Longitudinal study of the vaginal microbiome in pregnancies involving preterm labor

Abstract

Objectives: Alterations in the vaginal bacterial flora reflect the status of various obstetric conditions and are associated with mechanisms that underlie certain pregnancy-associated complications. These changes are also a predictive biomarker for clinical outcomes of these adverse events.

Methods: We examined the vaginal microbiome in samples from pregnant Japanese women with preterm labor.

Results: The microbiota composition in preterm delivery (PD) samples differed from those of control or threatened preterm delivery (TPD) samples in principal component analysis. An increase in Firmicutes and a decrease in Actinobacteria were significantly associated with PD only (both P<0.01). In the Firmicutes phylum, Lactobacillus tended to be abundant, and the abundance of L. iners and L. crispatus was especially high, whereas the L. gasseri population was low in PD samples. Longitudinal analysis showed that the abundance of L. iners decreased after commencing tocolytic treatment in TPD samples compared with before treatment, but it remained high in PD samples.
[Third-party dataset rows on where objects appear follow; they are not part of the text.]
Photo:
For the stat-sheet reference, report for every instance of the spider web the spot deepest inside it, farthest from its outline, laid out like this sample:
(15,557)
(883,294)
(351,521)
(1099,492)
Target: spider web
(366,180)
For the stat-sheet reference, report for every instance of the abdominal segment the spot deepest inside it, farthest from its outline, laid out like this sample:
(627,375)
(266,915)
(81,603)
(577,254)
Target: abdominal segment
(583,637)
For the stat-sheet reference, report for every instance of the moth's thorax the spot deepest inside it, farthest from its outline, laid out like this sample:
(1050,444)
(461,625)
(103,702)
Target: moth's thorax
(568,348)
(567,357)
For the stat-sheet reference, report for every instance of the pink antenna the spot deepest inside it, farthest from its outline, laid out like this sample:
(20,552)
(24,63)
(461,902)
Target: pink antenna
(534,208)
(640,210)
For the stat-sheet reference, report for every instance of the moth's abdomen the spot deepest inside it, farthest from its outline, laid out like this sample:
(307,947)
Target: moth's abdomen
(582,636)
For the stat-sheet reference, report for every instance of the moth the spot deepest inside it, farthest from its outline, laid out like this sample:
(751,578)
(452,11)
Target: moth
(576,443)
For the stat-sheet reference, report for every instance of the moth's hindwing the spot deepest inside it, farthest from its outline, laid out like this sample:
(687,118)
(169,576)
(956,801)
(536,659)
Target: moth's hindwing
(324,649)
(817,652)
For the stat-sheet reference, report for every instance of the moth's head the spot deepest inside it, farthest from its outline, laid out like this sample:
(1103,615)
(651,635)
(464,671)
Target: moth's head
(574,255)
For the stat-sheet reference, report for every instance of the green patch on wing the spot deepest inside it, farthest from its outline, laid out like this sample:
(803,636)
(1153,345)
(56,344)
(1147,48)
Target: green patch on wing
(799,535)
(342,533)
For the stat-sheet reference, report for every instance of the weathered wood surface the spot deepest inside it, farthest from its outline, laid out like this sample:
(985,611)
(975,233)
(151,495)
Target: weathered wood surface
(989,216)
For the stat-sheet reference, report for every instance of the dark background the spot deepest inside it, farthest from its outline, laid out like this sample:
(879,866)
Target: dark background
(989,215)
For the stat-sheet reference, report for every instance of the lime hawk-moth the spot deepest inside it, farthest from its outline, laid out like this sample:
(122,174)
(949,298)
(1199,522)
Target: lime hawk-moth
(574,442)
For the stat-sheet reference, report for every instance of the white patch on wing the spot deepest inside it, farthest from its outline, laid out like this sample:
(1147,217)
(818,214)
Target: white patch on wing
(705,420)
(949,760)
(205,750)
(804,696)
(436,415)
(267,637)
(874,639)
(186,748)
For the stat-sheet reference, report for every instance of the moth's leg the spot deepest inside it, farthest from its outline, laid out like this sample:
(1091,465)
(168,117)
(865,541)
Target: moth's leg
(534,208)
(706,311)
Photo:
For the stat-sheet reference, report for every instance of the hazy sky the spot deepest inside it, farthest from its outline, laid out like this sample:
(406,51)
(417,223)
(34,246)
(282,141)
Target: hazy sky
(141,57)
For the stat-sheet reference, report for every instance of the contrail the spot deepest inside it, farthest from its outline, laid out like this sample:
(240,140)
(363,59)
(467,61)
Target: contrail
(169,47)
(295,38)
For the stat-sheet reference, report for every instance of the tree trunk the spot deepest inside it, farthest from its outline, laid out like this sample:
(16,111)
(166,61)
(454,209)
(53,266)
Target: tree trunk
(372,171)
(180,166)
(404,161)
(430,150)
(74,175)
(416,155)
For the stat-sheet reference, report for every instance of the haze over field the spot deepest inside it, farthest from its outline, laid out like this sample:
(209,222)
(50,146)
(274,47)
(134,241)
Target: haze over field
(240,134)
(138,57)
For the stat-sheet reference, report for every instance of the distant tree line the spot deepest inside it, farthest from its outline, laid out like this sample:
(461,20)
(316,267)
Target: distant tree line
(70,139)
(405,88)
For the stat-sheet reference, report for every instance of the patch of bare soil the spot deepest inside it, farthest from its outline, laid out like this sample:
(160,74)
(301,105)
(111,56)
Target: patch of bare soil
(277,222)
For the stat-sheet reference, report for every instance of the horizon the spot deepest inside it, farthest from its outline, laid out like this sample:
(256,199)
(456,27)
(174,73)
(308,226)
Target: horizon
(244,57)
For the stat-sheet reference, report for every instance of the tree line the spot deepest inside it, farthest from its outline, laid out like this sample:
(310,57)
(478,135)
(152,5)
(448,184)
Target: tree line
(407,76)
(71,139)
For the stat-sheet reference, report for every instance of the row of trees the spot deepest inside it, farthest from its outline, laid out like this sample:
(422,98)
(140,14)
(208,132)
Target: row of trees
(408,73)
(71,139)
Conclusions: The vaginal microbiome may be a useful prognostic indicator of preterm labor and a monitoring tool for tocolytic treatment to prevent preterm birth.

Keywords: Lactobacillus iners; Preterm delivery; Vaginal microbiome.

Figure 1

Comparative analysis of vaginal microbiome profiles between the PD and TPD or control groups. A. Alpha diversity of the vaginal microbiome. The rare fraction curve was constructed using weighted UniFrac analysis. Red lines indicate the PD group and blue lines indicate the TPD and control groups. B. A PCA plot was constructed using weighted UniFrac analysis. Red, green, and blue circles indicate the PD, TPD, and control groups, respectively.

Figure 2

Relative abundance of different bacterial phyla in each sample. The seven most abundant bacterial phyla are indicated. One-way analysis of variance was performed for comparison between each group. Firmicutes: controls vs TPD, P=0.84; TPD vs PD, P=0.005; controls vs PD, P=0.0001. Actinobacteria: controls vs TPD, P=0.87; TPD vs PD, P=0.01; controls vs PD, P=0.001. Proteobacteria: controls vs TPD, P=0.61; TPD vs PD, P=0.65; controls vs PD, P=0.15.

Figure 3

Volcano plot of the relative abundance of each bacterial genus. The x-axis indicates the fold changes of genera in PD samples compared with non PD samples, while the y-axis indicates P values. A. Finegoldia (20-fold, P=0.17); B. Lactobacillus (2-fold, P=0.10); and C. Bifidobacterium (0.02-fold, P=0.46).

Figure 4

Comparative analysis of the relative abundance of Lactobacillus strains in the vaginal microbiome between the PD and non PD groups. A. Lactobacillus genus; B. L. iners; C. L. crispatus; and D. L. gasseri.

Figure 5

Longitudinal analysis of the abundance of strains of the Lactobacillus genus in the vaginal microbiome in the TPD group. The relative abundance of Lactobacillus was compared between pre- and post-tocolytic treatment for premature labor. A. Lactobacillus genus; B. L. crispatus; and C. L. iners. We also calculated the post- to pre-treatment ratio for the abundance of L. iners in the PD, TPD, and control groups.